The first day of former President Trump’s second impeachment trial on Tuesday is likely to be dominated by a question that has sharply divided Republicans and legal scholars: whether Congress’s impeachment power extends to former presidents.
In pretrial briefs, Trump’s lawyers argued that the Senate’s jurisdiction over Trump ended when he left the White House and resumed life as a private citizen, and they are expected to make this claim central to Trump’s defense.
Many Senate Republicans may ultimately cite this purported constitutional barrier as their main reason for voting to acquit Trump for his alleged incitement of insurrection over his role in the Jan. 6 breach of the Capitol.
There is disagreement among scholars over the constitutional question that is a key argument for Trump’s legal team, though most legal experts, including some prominent conservative lawyers, say the Framers had a broad conception of the impeachment power’s reach.
“The overwhelming number of constitutional scholars say the trial is constitutional,” said Frank Bowman III, a University of Missouri law professor and author of a recent book on impeachment. “A tiny number of outliers disagree.”
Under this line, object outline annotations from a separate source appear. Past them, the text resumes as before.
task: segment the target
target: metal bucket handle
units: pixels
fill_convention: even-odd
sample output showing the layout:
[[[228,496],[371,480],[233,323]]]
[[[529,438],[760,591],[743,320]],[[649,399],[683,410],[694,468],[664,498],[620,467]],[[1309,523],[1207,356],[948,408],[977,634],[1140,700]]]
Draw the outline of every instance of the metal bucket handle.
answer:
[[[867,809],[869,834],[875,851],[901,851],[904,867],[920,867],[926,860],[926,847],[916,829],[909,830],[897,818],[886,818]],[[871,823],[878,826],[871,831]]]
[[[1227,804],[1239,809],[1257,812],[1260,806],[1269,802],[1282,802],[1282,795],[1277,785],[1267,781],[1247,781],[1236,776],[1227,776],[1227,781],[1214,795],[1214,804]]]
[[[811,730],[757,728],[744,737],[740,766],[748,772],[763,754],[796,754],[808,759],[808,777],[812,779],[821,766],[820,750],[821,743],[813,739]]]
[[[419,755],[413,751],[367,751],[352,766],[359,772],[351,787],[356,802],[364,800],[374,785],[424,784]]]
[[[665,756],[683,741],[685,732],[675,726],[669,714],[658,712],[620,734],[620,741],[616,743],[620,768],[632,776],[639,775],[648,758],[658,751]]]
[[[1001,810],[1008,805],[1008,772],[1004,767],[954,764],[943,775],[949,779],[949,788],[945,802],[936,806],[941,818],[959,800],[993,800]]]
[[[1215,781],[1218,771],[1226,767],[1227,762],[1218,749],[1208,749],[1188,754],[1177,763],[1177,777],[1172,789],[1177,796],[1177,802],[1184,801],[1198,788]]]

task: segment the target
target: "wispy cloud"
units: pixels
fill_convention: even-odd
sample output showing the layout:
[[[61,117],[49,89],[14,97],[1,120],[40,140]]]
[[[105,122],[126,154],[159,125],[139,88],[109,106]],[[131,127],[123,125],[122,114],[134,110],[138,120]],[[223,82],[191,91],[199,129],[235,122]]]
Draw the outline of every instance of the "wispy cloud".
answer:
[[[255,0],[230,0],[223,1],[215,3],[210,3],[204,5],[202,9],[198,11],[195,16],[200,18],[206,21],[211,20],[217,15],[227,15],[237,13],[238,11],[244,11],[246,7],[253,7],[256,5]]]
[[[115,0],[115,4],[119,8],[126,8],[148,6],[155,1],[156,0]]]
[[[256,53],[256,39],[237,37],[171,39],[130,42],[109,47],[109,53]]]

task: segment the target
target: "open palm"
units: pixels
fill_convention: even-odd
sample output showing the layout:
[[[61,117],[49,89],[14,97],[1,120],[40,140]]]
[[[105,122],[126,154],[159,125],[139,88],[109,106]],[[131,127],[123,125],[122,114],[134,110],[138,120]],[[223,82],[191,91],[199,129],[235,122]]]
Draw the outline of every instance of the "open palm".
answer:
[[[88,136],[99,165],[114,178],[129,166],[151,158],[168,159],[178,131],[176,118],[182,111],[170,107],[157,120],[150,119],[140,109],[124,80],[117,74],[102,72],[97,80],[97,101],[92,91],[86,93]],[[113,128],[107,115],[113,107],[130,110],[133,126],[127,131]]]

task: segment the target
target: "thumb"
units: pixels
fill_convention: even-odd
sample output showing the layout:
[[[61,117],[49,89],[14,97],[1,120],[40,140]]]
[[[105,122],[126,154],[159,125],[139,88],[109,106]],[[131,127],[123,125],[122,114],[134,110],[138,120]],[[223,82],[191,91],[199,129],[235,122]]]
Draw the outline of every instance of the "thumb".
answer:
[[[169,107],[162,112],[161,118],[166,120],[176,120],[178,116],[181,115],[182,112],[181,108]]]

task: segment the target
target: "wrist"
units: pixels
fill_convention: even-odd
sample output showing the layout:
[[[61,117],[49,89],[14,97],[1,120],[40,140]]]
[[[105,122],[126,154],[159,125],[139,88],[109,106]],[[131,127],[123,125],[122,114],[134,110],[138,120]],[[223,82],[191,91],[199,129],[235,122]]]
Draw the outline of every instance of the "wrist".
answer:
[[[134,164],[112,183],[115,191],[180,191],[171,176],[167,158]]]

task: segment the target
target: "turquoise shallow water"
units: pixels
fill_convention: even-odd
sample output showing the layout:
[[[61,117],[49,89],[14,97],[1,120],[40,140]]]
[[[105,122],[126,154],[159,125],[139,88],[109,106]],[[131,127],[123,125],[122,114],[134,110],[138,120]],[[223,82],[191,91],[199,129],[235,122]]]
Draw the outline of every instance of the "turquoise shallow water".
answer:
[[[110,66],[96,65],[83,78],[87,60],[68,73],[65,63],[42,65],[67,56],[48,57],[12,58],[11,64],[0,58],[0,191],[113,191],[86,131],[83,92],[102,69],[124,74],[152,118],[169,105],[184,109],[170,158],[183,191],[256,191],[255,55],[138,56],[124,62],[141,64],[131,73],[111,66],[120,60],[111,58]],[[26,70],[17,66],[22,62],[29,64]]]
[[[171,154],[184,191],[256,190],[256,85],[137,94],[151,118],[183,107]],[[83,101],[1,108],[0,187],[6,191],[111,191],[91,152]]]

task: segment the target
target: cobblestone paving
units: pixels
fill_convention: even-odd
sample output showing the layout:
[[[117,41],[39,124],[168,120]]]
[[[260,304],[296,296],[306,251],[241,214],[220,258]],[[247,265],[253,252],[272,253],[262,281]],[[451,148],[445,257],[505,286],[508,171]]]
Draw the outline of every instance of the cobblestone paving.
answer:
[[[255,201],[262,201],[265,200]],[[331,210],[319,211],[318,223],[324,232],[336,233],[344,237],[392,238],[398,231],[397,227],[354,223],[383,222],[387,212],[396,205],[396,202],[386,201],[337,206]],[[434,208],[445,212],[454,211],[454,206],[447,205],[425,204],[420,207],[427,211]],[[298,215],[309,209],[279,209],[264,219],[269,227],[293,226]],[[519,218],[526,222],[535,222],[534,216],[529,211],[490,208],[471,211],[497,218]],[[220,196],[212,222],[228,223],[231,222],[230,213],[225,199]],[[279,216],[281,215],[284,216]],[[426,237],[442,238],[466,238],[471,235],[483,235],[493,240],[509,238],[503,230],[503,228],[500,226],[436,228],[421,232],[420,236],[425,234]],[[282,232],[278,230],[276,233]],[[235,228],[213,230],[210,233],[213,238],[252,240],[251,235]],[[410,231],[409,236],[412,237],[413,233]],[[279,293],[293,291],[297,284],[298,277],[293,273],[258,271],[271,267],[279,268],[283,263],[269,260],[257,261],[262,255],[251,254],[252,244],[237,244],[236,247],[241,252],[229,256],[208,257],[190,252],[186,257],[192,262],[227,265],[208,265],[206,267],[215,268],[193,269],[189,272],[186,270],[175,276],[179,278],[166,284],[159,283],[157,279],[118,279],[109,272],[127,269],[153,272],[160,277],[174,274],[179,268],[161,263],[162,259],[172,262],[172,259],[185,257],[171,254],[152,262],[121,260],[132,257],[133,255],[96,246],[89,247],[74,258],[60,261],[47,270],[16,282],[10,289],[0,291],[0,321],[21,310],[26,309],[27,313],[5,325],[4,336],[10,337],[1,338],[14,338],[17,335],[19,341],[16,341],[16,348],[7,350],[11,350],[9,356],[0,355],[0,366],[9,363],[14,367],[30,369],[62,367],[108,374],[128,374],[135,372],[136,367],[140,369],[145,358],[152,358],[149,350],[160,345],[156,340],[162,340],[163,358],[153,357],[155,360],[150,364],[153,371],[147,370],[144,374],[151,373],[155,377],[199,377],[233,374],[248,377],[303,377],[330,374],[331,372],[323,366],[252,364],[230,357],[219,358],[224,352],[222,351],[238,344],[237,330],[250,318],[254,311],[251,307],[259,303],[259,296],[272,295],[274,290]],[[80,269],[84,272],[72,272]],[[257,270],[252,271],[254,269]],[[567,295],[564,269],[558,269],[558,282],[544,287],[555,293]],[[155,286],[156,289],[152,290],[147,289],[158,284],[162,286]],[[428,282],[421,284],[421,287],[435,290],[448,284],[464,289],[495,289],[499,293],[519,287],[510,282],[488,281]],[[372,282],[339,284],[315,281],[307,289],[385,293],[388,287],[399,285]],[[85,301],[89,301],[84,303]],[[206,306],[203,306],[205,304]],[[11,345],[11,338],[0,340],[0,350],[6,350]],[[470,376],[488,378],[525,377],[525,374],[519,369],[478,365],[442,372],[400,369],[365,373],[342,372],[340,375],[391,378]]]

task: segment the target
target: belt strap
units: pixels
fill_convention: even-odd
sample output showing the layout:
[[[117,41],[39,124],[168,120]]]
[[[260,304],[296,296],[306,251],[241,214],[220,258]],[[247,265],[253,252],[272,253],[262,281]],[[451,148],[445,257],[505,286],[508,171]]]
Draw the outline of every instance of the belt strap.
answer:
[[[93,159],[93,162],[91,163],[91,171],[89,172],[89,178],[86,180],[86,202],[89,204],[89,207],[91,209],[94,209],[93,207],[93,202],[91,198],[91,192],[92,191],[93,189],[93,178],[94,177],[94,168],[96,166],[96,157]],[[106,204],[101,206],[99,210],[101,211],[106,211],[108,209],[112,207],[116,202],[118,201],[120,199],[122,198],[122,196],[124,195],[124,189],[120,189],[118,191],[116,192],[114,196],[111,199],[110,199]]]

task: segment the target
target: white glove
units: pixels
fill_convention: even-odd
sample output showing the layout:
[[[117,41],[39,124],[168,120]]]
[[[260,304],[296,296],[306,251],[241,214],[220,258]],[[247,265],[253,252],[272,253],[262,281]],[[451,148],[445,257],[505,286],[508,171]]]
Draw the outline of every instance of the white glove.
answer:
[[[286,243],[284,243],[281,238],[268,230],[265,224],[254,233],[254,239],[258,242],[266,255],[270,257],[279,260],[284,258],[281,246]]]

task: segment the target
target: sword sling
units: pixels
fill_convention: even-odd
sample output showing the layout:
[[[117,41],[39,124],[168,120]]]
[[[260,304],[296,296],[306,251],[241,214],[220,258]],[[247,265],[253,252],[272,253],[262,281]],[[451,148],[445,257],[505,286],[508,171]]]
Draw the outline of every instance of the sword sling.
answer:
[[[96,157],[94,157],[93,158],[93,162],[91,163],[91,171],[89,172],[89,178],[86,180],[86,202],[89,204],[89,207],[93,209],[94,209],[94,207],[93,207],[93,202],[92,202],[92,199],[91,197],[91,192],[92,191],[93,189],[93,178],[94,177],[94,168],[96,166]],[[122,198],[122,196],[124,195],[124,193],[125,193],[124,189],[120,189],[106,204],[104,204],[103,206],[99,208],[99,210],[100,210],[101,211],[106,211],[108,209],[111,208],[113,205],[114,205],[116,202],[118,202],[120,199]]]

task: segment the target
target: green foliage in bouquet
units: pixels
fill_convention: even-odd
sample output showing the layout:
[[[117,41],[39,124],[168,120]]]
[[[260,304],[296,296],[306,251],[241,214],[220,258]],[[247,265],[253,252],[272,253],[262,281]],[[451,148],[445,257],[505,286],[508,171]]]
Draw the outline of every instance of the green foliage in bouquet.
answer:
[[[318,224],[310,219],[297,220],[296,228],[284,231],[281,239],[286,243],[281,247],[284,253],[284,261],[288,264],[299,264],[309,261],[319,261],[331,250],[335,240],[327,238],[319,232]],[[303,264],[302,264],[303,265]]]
According to Bowman, the Constitution’s text and original understanding, as well as precedent and practical considerations, all cut in favor of reading the impeachment power as capable of applying to former officeholders, particularly those who were impeached while in office and tried later as private citizens.
Bowman and more than 170 other legal scholars last month signed a letter to make the case that Trump’s upcoming trial is constitutionally sound.
The roster of signatories was notable not only for its legal firepower but also its ideological diversity. The letter brought together leading liberal voices like Harvard law professor Laurence Tribe, an outspoken Trump critic, as well as libertarian and conservative scholars like Steven Calabresi, who co-founded the Federalist Society.
“We differ from one another in our politics, and we also differ from one another on issues of constitutional interpretation,” the Jan. 21 letter reads. “But despite our differences, our carefully considered views of the law lead all of us to agree that the Constitution permits the impeachment, conviction, and disqualification of former officers, including presidents.”
Other top conservative lawyers have spoken out independently to express their view that the most natural reading of the Constitution compels the conclusion that former presidents can be tried for high crimes and misdemeanors.
Charles Cooper, an ally of top Republican lawmakers, penned a Wall Street Journal opinion piece on Sunday defending the constitutionality of the upcoming trial. His main argument was that the Framers laid out a sequence of possible punishments for impeachment that would only make sense if this power could be applied to former officeholders.
A current officeholder is automatically removed from office the instant they are convicted by a two-thirds vote in the Senate. After removal, the Senate may then hold a vote on whether to disqualify that person from holding office in the future, which requires a simple majority.
Under Cooper’s reasoning, the only people who could possibly be subject to a disqualification vote are former officeholders.
“Given that the Constitution permits the Senate to impose the penalty of permanent disqualification only on former officeholders,” he wrote, “it defies logic to suggest that the Senate is prohibited from trying and convicting former officeholders.”
Trump’s lawyers are expected to mount a broader defense of the former president that includes attacking the factual bases and legal assertions underlying Democrats’ impeachment article.
But weeks before the trial began, Trump’s legal team received a strong signal from Senate Republicans that they view former officeholders as beyond the scope of impeachment.
In late January, 45 out of 50 GOP senators voted to support a measure by Sen. Rand Paul (R-Ky.) to dismiss the post-presidency trial on constitutional grounds. This vote suggested a two-thirds vote to convict is out of reach in Trump’s second trial since at least 17 Republicans would need to vote with all 50 Democrats to convict the former president.
Although the vote on Paul’s measure last month doesn’t bind senators’ upcoming votes at the conclusion of Trump’s trial, it offered the clearest sign yet that the former president is heading toward a second acquittal.
Senate Republicans’ narrower view of the impeachment power also enjoys some scholarly support from legal experts. Among them are Philip Bobbitt, a law professor at Columbia University; Jonathan Turley, a George Washington University law professor and contributor to The Hill; and former federal appellate judge J. Michael Luttig.
Yet this handful of prominent scholars who take the view that the upcoming trial is unconstitutional are vastly outnumbered by their counterparts who give impeachment power a broader reading, Bowman said.
No court has ever ruled on the question, but a pair of dated Senate impeachment trials offer some precedent.
The Senate tried former Secretary of War William Belknap in 1876 following his resignation; he was ultimately acquitted. An earlier example comes from the 1797 case of Sen. William Blount, who fled home to Tennessee before he was tried; his Senate trial was halted before a verdict was reached.